Die Wissenschaftler untersuchten Interviews aus den jeweiligen Monaten vor den drei schwedischen Parlamentswahlen 2002, 2006 und 2010 auf das Ausmaß aggressiver Interview-Führung. Es handelte sich dabei um die groß angelegten, 50-minütigen Interviews, die das schwedische öffentlich-rechtliche Fernsehen zur Wahlkampfzeit traditionell mit den jeweiligen Spitzenkräften der politischen Parteien organisiert. Ekström und sein Team konzentrierten sich jeweils auf die zwei größten Regierungsparteien und die zwei größten Oppositionsparteien, untersuchten insgesamt also zwölf Interviews.

Ähnlich wie bei den deutschen Sommerinterviews sitzen beim schwedischen Format jeweils zwei Interviewer dem Politiker gegenüber und hangeln sich an einem streng geplanten Interview-Skript entlang. So erhielt das schwedische Forscherteam insgesamt 2.500 Frage-Antwort-Sequenzen, die sie nach vier Kriterien auf das Maß der Aggressivität untersuchten: Wie viele feindselige Fragen, also etwa solche, die dem Politiker Fehler aus der Vergangenheit vorwerfen, wurden gestellt? Wie viele Fragen forderten eine Rechtfertigung oder Beweise für die Richtigkeit bisheriger Handlungen des Politikers? Wie oft bedienten sich die Interviewer Suggestiv-Fragen? Wie oft unterbrachen sie den Gast in seinen Erklärungen?

In der bisherigen Forschung zu Verzerrungen in politischen Interviews wird meist den Interviewern die Verantwortung dafür zugeschrieben, dass verschiedene Politiker unterschiedlich hart behandelt werden. Die Wissenschaft arbeitet mit zwei Theorien, um die Verzerrungen zu erklären: Zum einen gibt es den so genannten Partisan-Bias, also eine Verzerrung dadurch, dass der Journalist Interviewpartner, die ihm und seiner Redaktion sympathisch sind, weniger hart angeht als die politischen Gegner. Hinzu kommt der strukturelle Bias, der durch die Arbeitsabläufe in einzelnen Redaktionen und der Medienbranche insgesamt bedingt ist.
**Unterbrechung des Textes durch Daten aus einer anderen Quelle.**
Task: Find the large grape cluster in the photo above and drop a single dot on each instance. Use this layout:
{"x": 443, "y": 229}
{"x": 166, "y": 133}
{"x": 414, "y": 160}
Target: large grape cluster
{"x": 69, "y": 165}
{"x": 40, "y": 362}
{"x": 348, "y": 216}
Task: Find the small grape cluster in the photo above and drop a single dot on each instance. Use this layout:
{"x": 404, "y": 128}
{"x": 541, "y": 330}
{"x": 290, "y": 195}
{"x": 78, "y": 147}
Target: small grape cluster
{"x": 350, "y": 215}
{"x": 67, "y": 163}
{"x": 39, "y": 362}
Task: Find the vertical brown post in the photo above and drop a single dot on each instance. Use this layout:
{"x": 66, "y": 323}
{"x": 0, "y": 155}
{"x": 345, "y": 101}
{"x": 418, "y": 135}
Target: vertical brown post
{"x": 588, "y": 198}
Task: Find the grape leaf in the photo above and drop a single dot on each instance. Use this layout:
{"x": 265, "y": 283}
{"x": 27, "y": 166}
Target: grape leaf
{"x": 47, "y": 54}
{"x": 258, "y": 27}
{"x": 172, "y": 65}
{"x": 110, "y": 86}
Hier gehen Wissenschaftler davon aus, dass Regierungsvertreter anders behandelt werden als Oppositionspolitiker: Wegen ihrer größeren Macht gelangen sie leichter in die Medien, da ihre Äußerungen an sich schon als Nachrichtenwert angesehen werden. Gleichzeitig folgen viele Medien dem Motto „Große sollen kritisch hinterfragt werden“.

Tatsächlich zeigt die Studie aus Schweden strukturell bedingte Unterschiede zwischen den Interviews mit verschiedenen Politikern auf – also Ungleichheiten, die sich aus den Schablonen ergeben, in welche die Journalisten die Politiker pressen: Ein Oppositionsführer erfüllt dramaturgisch eine andere Rolle in der Berichterstattung als ein Regierungskoalitionär.

Strukturelle Verzerrungen führten etwa dazu, dass die Politiker der Regierungsparteien (2002 Linke, 2010 Rechte) jeweils mehr feindselige Fragen gestellt bekamen. Die Oppositionsparteien wurden öfter nach Rechtfertigungen oder Erklärungen ihrer Konzepte gefragt und erhielten mehr Suggestivfragen , während die Vertreter der konservativen Regierungskoalitionäre öfter unterbrochen wurden.  Insgesamt zeigt sich, dass Politiker, die wenig Chancen auf den Posten des Premierministers hatten, tendenziell feindseliger befragt wurden, wohingegen die ernst zu nehmenden Kandidaten sich häufiger rechtfertigen mussten. Außerdem kamen die Forscher zu dem überraschenden Schluss, dass Frauen seltener feindselige Fragen gestellt bekamen als Männer und sich seltener rechtfertigen mussten.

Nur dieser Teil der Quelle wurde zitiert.